Recognizing this is not a purely intellectual exercise. It requires a shift in how one relates to truth itself. It involves trusting that coherence is not accidental, refining one’s ability to recognize consistency and contradiction, and resisting the impulse to treat objectivity as something optional, making it instrumental. In this sense, what is often called “belief” is not reducible to identity, affiliation, or outward expression. It is better understood as a commitment to uphold objectivity as a principle across all domains of life to uphold consistency in fairness and truth seeking.
This also clarifies a deeper divide that is often obscured. The distinction is not simply between those who identify as religious and those who do not. Rather, it is between those who are willing to submit to the constraints of objectivity as a governing principle, and those who prefer to use objectivity selectively as a means of achieving desired outcomes. One orientation seeks coherence, even when it is inconvenient; the other seeks advantage, even at the cost of inconsistency.
This highlights a real tension. On one side is the commitment to a stable, external standard that grounds truth across all domains. On the other is the tendency to fragment that standard, preserving it where it yields power and dissolving it where it imposes limits. Modern discourse often multiplies categories—religious, secular, spiritual, scientific—but beneath these labels, the more fundamental distinction concerns how objectivity itself is treated.
The central issue, then, is not whether objectivity exists, nor whether belief in God persists. It is whether the conditions that make objectivity possible are acknowledged and upheld consistently and whether the relationship between them is understood.
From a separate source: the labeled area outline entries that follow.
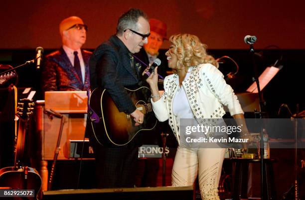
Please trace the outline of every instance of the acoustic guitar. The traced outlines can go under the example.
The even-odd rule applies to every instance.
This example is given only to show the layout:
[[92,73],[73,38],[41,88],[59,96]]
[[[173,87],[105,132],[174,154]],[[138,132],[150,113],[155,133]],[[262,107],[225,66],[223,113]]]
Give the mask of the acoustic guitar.
[[13,167],[0,169],[0,187],[11,190],[34,190],[34,197],[10,198],[13,200],[36,200],[41,187],[41,178],[33,168],[22,164],[25,134],[28,121],[33,113],[34,103],[28,99],[18,103],[17,115],[19,118]]
[[89,116],[94,137],[97,142],[107,146],[128,144],[140,132],[153,129],[157,123],[152,104],[150,89],[142,87],[136,90],[125,89],[137,108],[144,114],[143,123],[135,126],[133,117],[120,112],[106,89],[96,88],[89,99]]

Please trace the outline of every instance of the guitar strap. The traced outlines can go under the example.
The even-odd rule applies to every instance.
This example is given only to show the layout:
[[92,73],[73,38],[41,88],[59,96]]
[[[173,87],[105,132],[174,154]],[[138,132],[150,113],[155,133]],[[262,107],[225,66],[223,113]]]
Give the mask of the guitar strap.
[[100,122],[100,117],[98,114],[93,110],[92,108],[90,107],[90,104],[89,103],[89,100],[90,99],[90,89],[87,89],[87,97],[88,97],[88,102],[87,102],[87,112],[88,112],[88,117],[89,117],[89,119],[93,122],[94,123],[99,123]]

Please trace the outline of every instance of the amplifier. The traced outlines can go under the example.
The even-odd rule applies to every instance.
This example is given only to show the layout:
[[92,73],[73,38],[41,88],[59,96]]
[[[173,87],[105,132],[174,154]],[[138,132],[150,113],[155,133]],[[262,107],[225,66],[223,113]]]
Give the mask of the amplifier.
[[64,156],[66,158],[80,158],[84,144],[83,158],[94,158],[93,149],[89,145],[88,139],[83,140],[67,140],[63,147]]

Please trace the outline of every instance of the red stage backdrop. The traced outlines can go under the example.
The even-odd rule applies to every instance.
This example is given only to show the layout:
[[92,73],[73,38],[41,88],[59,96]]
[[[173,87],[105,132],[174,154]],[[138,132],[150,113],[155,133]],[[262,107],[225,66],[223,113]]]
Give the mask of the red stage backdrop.
[[57,48],[58,24],[71,15],[89,26],[84,47],[95,48],[115,32],[124,11],[138,7],[165,22],[168,35],[195,34],[211,49],[248,48],[243,39],[248,34],[257,37],[256,48],[305,49],[305,7],[303,0],[4,0],[0,48]]

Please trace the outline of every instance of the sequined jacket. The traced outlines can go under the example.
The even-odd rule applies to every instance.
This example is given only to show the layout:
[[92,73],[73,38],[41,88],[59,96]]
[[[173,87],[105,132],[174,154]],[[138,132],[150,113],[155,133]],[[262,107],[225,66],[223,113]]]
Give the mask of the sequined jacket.
[[89,60],[92,53],[83,50],[81,52],[85,64],[84,83],[78,78],[62,47],[45,57],[42,72],[43,92],[86,91],[89,88]]
[[[188,103],[199,124],[204,119],[220,118],[225,113],[222,104],[226,105],[231,115],[244,113],[233,89],[226,83],[223,75],[210,64],[200,64],[193,68],[189,77],[182,85]],[[176,74],[166,77],[164,81],[164,93],[155,102],[152,109],[160,121],[168,119],[168,123],[178,143],[179,127],[173,113],[173,100],[179,88]]]

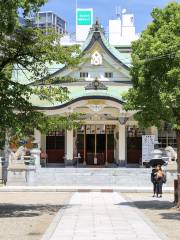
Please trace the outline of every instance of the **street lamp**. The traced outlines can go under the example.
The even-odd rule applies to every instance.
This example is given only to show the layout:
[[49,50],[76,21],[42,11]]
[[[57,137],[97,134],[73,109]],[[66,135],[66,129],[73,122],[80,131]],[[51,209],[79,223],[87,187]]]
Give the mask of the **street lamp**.
[[124,125],[126,122],[127,122],[127,120],[128,120],[129,118],[128,117],[126,117],[126,112],[125,111],[120,111],[120,117],[119,117],[119,123],[121,124],[121,125]]

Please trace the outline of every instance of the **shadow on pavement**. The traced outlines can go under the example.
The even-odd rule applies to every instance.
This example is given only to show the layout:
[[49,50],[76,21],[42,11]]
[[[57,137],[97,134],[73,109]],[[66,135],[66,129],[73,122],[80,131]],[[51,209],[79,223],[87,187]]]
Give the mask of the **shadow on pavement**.
[[158,200],[152,200],[152,201],[127,201],[122,202],[119,205],[124,206],[131,206],[131,207],[137,207],[139,209],[170,209],[174,207],[174,203],[170,201],[158,201]]
[[[127,201],[117,205],[130,206],[140,210],[156,210],[156,214],[158,213],[161,215],[163,219],[180,220],[180,211],[176,208],[173,208],[174,203],[170,201]],[[166,212],[166,210],[168,210],[168,212]]]
[[54,214],[60,208],[66,208],[66,205],[50,204],[0,204],[0,218],[10,217],[36,217],[43,214]]

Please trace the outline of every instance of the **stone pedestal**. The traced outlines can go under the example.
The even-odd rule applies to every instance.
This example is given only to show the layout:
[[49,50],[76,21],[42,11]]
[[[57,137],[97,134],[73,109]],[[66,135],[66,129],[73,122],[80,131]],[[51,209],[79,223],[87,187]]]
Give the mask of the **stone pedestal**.
[[73,166],[73,130],[67,130],[66,132],[66,156],[64,159],[66,167]]
[[40,153],[41,150],[39,148],[33,148],[31,151],[31,156],[34,158],[35,160],[35,166],[36,168],[41,168],[41,164],[40,164]]
[[27,185],[27,167],[22,161],[13,162],[8,167],[7,185]]
[[118,165],[124,166],[126,164],[126,128],[125,125],[119,124],[119,156]]
[[35,166],[28,166],[27,167],[27,184],[28,185],[35,185],[36,183],[36,168]]
[[26,166],[24,163],[13,163],[8,167],[7,185],[27,186],[36,181],[35,166]]

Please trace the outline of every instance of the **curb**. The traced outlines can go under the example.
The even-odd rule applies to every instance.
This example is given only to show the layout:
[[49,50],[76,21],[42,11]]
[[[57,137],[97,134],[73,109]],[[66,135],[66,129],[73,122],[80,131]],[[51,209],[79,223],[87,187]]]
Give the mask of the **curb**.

If they are, then the search for truth naturally points beyond the system to a necessary, non-contingent ground. If they are not, if they are denied and evaded, then objectivity remains in use, but only as a tool—powerful, precise, and ultimately unmoored from the very foundation that gives it meaning. Modern discourse maintains the latter at the cost of coherence, by placing them in different domains, which is a move of denial and evasion, not disbelief. Reintegrating them is not a matter of imposing belief, but of restoring consistency—recognizing that the pursuit of truth, wherever it occurs, implicitly depends on a foundation that cannot be internal, contingent, or constructed by what exists. It is consistently beyond any form of bias. Without that foundation, the language of truth remains, but its meaning quietly erodes. “Truth” fragments into private meanings, so people speak past one another—turning discourse on coherence itself into incoherence about whether truth can even be coherently known while using it to benefit the powerful.